28 de abril de 2009

63 dias.

Fosse como fosse, eu continuava vivendo. Morrer não era uma opção decente. Nunca seria.
A jogada era a mesma: um alguém que espera um outro que deseja uma coisa que nem sabe o que é. A merda velha e fedida. Fedida porque velha e vice-versa.
No horizonte tinha aquela mulher magra. Nunca tinha me imaginado com uma mulher magra. Parecia estúpido. Um casal freak: gordo de 1, 70 e magra de 1, 80. Era errado. E se não fosse errado, era feio.
A tosse piorava, mas isso não queria dizer muita coisa. Era até o contrário. A tosse me deixava mais bonito e mais viril. E o fato de eu insistir com o cigarro fazia de mim um herói.
Não teve nenhuma revira volta e isso me entristeceu. Eu achava que teria qualquer coisa. Tapa ou cuspe na cara tava bom. Pareceria, então, que as coisas voltariam ao seu lugar. Cada um na sua. A solidão honesta. O desespero constante.

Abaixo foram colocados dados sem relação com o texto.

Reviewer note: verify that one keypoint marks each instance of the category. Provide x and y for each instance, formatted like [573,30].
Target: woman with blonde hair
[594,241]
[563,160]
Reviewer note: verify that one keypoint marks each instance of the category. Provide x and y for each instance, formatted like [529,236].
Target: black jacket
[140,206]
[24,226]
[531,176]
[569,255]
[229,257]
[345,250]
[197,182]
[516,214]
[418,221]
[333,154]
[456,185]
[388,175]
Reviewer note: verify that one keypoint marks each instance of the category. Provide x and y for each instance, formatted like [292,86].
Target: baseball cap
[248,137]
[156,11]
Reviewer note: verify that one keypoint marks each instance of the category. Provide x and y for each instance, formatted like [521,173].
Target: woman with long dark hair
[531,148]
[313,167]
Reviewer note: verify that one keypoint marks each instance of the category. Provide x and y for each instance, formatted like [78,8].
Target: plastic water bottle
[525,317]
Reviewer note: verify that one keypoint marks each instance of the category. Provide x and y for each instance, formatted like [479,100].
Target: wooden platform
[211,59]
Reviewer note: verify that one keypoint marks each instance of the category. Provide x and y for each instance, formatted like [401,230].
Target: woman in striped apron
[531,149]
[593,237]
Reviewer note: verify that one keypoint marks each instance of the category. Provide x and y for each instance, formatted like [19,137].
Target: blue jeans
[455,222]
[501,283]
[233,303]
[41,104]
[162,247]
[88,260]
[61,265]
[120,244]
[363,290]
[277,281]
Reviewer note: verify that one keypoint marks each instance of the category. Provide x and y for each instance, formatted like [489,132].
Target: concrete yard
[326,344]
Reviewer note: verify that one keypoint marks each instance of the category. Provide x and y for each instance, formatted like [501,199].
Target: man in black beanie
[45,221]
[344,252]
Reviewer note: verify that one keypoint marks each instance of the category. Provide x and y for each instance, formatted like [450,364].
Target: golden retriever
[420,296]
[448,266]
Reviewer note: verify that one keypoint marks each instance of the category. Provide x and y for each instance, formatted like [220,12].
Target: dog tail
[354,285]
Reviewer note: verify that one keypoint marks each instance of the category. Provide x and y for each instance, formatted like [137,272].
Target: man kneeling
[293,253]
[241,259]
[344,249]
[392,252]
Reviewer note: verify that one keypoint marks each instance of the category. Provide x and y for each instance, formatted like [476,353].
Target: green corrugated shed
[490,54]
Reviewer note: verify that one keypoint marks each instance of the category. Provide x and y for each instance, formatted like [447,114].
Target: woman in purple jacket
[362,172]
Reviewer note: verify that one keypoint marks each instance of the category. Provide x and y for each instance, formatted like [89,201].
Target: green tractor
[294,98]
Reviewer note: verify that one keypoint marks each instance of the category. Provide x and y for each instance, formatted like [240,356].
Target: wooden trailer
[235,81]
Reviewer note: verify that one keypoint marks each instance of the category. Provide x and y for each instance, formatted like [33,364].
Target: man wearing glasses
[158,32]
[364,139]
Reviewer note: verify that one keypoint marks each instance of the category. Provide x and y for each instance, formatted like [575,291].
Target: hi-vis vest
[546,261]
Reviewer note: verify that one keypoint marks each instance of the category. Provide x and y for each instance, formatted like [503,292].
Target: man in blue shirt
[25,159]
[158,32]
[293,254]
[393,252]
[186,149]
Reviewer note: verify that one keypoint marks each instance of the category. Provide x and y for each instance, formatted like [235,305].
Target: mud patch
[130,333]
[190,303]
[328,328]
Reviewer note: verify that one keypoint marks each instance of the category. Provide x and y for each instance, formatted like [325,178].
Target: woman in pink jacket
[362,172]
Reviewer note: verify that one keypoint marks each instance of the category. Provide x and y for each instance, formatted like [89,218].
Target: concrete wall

A coisa do sangue vazar pelos buracos era constrangedora. Mesmo a merda da morte parecia melhor. Aquelas mulheres delicadas e sorridentes me passavam algodão no cu, nos olhos e nos ouvidos. E elas faziam tudo assim. Como se tivessem nascido pra isso. Como se limpar sangue do rabo fosse uma vocação divina. Um horror.
Os espertos caem fora quando aperta. O idiota me disse e achou que tinha dito a melhor frase de todos os tempos. Como se frases mudassem alguma coisa. Idiota e burro isso sim.
Pro constrangimento da minha magra eu sobrevivi. E ela tinha raiva de mim com alguma razão. É compreensível. Quando se está doente, o doente, se for honesto, tira vantagens da própria doença. Eu tinha sido um bom doente. Morrer era me redimir. Mas não aconteceu.
Minha chance tinha sido perdida, mas eu me sentia bem. Cuspir sangue era quase elegante. Eu era um homem elegante. Eu cuspia de maneira discreta no guardanapo. Aquela coisa de aproximar o pano, ou papel, da boca. Como o caroço de uma azeitona.
A magra ainda do meu lado e dois anjinhos no céu. A insistência é mais surpreendente do que eu imaginava. 2 meses de gestação e um sorriso em cada boca. A vida sempre continua. O óvulo e o esperma ainda têm o seu papel.